For members of the Latin Catholic Church, the norms on fasting are obligatory from age 18 until age 59. When fasting, a person is permitted to eat one full meal, as well as two smaller meals that together are not equal to a full meal. The norms concerning abstinence from meat are binding upon members of the Latin Catholic Church from age 14 onwards.
The fast was put more simply back in the day: skip one meal. As a student at Texas A&M, unencumbered by my Baptistic mother, I fasted the entire day when I could.
With the abstinence, being an engineering student at Texas A&M had one bonus for Texas Catholics: there was a McDonald’s across the street from the Zachry Engineering Centre, which allowed the convenient weekly Lenten consumption of the Filet-o-Fish sandwich. We now know that this was the whole point of that menu item.
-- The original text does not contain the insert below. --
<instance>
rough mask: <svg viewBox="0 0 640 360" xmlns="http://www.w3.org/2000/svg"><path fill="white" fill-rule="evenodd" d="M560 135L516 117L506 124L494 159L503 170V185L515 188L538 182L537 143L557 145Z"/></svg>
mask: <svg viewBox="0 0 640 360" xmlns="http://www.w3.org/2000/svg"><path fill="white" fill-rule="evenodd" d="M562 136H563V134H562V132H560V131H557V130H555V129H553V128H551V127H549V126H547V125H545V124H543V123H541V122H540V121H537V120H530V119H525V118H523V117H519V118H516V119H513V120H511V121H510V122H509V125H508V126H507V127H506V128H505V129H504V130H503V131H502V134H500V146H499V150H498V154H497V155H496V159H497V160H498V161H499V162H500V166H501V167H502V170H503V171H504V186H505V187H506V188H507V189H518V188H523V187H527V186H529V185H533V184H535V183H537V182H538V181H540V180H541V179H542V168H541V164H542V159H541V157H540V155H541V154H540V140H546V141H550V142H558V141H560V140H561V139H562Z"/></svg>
For those exhorting us to “up our game” on Lent–Anglo-Catholic, Trad or exvangelical liturgical enthusiast–the simple requirements of post-Vatican II Roman Catholicism may come as a shock. But the truth is that Roman Catholicism instituted the imposition of ashes and all of the Lenten practices that followed, and it has–for better or worse–adapted those to life today. That should give pause to the “more Catholic than the Pope” people of all kinds, and perhaps should turn the rest of us away from trying to keep up with the Joneses and do something that will draw us closer to God between now and the time we celebrate His Resurrection.